Judge of the High Court
- Incumbent
- Assumed office 6 December 2021
- Nominated by: Government of Ireland
- Appointed by: Michael D. Higgins

Personal details
- Education: Trinity College Dublin; McGill University; King's Inns;

= Siobhán Phelan =

Irish barrister, High Court judge

Siobhán Phelan is an Irish judge and lawyer who has served as a Judge of the High Court since December 2021. She formerly practised as a barrister and was the chair of the Free Legal Advice Centres.

== Early life ==
Phelan studied law at Trinity College Dublin. She studied at the Paris 2 Panthéon-Assas University as part of the Erasmus Programme.

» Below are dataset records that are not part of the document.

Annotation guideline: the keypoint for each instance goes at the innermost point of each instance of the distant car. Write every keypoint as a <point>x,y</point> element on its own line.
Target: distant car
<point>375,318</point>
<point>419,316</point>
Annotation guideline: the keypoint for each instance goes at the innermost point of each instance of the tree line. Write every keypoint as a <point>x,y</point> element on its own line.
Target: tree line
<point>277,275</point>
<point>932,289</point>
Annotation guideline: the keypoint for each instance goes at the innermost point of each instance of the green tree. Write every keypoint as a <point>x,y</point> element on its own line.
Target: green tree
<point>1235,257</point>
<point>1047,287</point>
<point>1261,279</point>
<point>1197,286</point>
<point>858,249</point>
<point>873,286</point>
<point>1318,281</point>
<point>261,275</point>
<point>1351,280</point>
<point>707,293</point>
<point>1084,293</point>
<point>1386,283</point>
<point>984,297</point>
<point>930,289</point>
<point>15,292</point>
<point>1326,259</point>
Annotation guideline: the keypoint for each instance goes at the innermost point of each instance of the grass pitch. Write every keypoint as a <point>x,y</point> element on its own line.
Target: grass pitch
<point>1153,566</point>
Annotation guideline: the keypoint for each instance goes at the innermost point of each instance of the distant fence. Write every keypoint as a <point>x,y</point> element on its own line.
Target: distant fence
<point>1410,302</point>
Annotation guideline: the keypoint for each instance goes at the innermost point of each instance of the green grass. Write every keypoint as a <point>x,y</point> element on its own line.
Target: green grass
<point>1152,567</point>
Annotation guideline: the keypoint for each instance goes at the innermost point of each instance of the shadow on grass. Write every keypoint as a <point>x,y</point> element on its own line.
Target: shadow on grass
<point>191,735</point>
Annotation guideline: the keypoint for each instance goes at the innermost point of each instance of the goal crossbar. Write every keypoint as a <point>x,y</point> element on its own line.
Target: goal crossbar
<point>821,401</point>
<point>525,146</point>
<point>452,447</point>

She completed an LLM degree at the Institute of Comparative Law at McGill University’s Faculty of Law in 1994. Her thesis on the topic of legal aid was supervised by Roderick A. Macdonald.

== Legal career ==
She was called to the Bar in 1995 and became a senior counsel in 2015. Her practice encompassed judicial review, immigration law, competition law, constitutional law, the law of tort, environmental law, Garda compensation and equality law.

She has acted as the Director of Public Prosecutions. She represented the Green Party in unsuccessful action against RTÉ during the 2016 Irish general election and Green Party TD Patrick Costello's constitutional challenge regarding the Comprehensive Economic and Trade Agreement in 2021. The Health Service Executive appointed her and Conor Dignam to represent the unborn child in PP v. HSE in 2014. She acted for Angela Kerins in her action against the Public Accounts Committee. She advised the Olympic Council of Ireland during the 2016 Summer Olympics ticket scandal. She was one of two writers of an amicus curiae submission to the High Court on behalf of the Irish Human Rights Commission for Marie Fleming's challenge to laws prohibiting assisted suicide.

She was a director of the Free Legal Advice Centres from 1992 and was elected to replace Iseult O'Malley as its chair in 1997. She was a winner of the People of the Year Awards in 2004 for her contribution to FLAC.

== Judicial career ==
The Irish government agreed to nominate her to become a judge of the High Court in November 2021. She was appointed on 6 December 2021.